Kabarsiar, Kotabaru – Pemerintah Kabupaten Kotabaru menerbitkan Surat Edaran Nomor 800.1.6/369/SETDA tentang penggunaan media sosial bagi Aparatur Sipil Negara (ASN) dan tenaga kontrak non-ASN di lingkungan Pemkab Kotabaru.
Surat edaran yang ditandatangani Bupati Kotabaru, Muh. Rusli, pada 16 Maret 2026 itu mengatur pembatasan penggunaan media sosial selama jam kerja, khususnya larangan melakukan siaran langsung atau live streaming di akun pribadi saat menjalankan tugas kedinasan.
Kebijakan tersebut diterbitkan sebagai langkah pemerintah daerah untuk menjaga disiplin kerja aparatur serta meningkatkan profesionalitas dalam memberikan pelayanan kepada masyarakat.

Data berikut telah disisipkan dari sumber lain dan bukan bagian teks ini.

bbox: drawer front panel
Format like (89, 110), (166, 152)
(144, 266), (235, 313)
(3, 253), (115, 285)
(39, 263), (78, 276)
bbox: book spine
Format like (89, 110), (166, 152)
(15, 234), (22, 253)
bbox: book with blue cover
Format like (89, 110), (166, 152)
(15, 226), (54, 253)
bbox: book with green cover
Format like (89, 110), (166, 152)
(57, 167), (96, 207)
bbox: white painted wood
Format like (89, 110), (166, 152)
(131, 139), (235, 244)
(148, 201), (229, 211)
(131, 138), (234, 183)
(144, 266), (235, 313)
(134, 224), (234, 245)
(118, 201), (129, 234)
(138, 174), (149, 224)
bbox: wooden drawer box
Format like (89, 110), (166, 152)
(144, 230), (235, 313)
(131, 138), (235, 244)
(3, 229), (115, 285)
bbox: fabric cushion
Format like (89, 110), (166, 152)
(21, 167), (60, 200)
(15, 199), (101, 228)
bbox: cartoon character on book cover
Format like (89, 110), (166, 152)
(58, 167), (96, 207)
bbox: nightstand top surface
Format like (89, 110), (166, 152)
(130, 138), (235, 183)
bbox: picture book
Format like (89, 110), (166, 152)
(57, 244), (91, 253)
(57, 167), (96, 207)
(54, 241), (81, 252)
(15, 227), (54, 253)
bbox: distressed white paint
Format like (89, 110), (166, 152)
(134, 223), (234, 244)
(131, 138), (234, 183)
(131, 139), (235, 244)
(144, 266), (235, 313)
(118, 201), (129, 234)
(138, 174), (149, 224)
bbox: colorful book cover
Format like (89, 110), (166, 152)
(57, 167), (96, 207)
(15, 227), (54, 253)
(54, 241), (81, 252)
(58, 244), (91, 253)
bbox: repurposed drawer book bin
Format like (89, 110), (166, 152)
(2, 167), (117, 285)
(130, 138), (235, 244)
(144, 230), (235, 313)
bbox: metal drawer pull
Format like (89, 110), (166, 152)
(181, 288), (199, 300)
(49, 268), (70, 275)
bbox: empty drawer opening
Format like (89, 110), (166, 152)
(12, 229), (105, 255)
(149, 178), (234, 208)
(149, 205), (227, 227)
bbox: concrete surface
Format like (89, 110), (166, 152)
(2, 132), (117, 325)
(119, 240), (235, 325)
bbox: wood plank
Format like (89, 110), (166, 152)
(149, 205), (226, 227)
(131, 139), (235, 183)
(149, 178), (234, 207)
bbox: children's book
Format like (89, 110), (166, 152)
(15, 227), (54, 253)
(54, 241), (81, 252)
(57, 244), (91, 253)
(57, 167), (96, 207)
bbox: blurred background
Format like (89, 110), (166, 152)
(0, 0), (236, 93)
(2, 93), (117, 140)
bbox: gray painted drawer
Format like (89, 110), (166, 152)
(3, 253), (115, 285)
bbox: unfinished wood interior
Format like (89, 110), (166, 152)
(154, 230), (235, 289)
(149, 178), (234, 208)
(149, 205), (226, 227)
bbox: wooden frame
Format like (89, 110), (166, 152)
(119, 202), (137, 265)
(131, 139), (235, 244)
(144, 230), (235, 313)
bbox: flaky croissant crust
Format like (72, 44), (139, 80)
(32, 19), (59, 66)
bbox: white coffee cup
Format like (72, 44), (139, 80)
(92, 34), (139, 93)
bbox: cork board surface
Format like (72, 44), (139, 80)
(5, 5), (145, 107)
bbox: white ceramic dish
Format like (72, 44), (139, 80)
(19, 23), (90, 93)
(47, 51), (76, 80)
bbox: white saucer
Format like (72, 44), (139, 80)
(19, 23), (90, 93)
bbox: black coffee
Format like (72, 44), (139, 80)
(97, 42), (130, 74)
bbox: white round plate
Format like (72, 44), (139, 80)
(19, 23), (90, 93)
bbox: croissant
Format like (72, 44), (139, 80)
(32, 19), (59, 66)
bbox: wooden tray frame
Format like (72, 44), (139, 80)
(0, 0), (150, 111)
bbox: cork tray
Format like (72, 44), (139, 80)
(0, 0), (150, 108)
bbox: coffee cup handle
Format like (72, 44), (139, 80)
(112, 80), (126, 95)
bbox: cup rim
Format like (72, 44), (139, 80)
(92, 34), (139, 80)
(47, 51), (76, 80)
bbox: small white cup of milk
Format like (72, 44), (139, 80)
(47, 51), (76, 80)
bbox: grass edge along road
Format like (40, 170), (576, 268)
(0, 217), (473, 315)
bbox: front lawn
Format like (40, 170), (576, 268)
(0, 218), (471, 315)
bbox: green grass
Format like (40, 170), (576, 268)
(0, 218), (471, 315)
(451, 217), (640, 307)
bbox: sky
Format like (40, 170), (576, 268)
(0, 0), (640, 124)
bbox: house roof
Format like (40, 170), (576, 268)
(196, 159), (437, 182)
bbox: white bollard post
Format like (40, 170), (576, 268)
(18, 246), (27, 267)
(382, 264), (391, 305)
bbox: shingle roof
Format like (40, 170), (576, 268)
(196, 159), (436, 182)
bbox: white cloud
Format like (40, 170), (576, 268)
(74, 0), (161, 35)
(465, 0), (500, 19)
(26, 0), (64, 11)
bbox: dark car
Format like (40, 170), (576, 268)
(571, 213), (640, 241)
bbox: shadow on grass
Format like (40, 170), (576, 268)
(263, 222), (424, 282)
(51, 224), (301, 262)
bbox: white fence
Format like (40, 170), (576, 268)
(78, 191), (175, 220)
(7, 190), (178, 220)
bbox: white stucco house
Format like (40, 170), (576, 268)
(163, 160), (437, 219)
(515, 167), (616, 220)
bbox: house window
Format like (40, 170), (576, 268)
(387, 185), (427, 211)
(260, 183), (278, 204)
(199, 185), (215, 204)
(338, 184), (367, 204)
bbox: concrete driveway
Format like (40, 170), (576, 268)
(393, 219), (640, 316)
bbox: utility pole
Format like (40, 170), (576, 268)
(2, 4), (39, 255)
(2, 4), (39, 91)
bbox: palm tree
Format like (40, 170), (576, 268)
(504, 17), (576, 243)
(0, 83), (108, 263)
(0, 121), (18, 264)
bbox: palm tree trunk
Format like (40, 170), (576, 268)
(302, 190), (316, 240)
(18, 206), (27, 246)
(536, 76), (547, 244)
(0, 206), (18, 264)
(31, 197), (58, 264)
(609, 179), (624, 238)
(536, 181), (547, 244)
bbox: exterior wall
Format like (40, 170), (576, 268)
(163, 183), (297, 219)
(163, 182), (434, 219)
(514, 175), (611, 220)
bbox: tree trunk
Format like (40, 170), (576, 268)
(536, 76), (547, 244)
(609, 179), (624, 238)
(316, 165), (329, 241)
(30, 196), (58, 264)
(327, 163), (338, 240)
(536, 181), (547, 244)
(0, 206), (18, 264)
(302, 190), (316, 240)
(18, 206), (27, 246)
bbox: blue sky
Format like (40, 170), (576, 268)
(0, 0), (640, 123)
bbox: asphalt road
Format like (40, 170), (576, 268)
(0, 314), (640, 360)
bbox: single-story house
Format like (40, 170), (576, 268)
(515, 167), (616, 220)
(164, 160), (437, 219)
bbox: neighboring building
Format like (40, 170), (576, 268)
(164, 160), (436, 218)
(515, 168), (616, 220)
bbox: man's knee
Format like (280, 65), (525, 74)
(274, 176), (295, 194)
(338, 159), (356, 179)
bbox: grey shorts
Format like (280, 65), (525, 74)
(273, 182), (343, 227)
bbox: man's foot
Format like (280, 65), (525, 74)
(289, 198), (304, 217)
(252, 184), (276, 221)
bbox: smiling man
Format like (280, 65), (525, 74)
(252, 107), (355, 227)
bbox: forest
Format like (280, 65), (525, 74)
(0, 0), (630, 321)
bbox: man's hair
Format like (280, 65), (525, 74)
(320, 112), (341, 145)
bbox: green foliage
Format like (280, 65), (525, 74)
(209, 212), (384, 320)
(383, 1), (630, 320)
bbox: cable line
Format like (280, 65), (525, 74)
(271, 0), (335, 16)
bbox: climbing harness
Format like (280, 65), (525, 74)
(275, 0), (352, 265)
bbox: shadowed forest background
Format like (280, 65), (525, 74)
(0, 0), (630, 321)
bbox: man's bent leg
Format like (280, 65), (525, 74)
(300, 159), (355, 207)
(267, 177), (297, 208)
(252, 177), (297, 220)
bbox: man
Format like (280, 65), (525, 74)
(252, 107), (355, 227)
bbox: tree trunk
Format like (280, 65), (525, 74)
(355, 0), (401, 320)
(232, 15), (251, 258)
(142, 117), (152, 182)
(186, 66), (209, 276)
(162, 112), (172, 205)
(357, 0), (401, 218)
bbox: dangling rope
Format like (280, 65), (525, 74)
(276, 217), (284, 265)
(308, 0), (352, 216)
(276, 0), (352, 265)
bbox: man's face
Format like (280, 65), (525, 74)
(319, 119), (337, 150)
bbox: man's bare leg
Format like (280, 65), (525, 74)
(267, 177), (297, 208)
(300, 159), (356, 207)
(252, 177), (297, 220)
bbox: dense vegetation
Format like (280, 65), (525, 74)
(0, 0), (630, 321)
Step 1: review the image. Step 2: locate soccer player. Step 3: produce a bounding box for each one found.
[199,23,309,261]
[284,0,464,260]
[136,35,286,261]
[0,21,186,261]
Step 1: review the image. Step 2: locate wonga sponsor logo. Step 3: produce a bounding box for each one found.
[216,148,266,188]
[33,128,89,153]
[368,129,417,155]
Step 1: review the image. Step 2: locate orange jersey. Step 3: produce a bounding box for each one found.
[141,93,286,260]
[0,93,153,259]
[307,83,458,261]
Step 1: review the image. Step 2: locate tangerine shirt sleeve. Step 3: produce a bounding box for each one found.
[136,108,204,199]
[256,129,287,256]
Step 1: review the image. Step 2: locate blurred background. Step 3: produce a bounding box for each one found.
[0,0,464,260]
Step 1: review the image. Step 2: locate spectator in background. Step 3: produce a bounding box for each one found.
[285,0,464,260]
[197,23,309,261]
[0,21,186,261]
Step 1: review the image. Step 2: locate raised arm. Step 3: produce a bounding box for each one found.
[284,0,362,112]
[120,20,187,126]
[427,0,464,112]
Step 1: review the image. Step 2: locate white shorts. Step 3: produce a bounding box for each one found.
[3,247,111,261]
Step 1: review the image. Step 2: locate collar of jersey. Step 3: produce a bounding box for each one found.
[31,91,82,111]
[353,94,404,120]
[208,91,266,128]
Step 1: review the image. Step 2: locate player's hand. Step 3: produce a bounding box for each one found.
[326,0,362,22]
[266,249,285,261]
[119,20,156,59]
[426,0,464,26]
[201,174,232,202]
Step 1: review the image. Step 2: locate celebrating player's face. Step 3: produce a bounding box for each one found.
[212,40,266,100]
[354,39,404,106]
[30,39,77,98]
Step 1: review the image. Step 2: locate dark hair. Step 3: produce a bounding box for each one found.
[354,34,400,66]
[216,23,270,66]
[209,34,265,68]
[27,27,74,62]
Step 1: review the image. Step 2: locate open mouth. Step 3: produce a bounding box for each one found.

Dalam edaran itu disebutkan, ASN dan tenaga kontrak non-ASN tetap diperbolehkan menggunakan media sosial apabila berkaitan langsung dengan tugas kedinasan atau kegiatan resmi instansi. Aparatur juga diminta memanfaatkan waktu kerja secara optimal untuk melaksanakan tugas dan tanggung jawab masing-masing.
Selain menekankan kedisiplinan, Pemerintah Kabupaten Kotabaru juga mendorong aparatur untuk menggunakan media sosial secara positif, terutama dalam mendukung penyampaian informasi publik dan pelayanan kepada masyarakat.
Pemkab Kotabaru menegaskan bahwa setiap pelanggaran terhadap ketentuan dalam surat edaran tersebut dapat dikenakan pembinaan hingga sanksi sesuai dengan peraturan perundang-undangan yang berlaku.
Penerbitan surat edaran ini diharapkan dapat memperkuat etos kerja aparatur di lingkungan Pemerintah Kabupaten Kotabaru sekaligus menjaga kualitas pelayanan publik agar tetap berjalan optimal.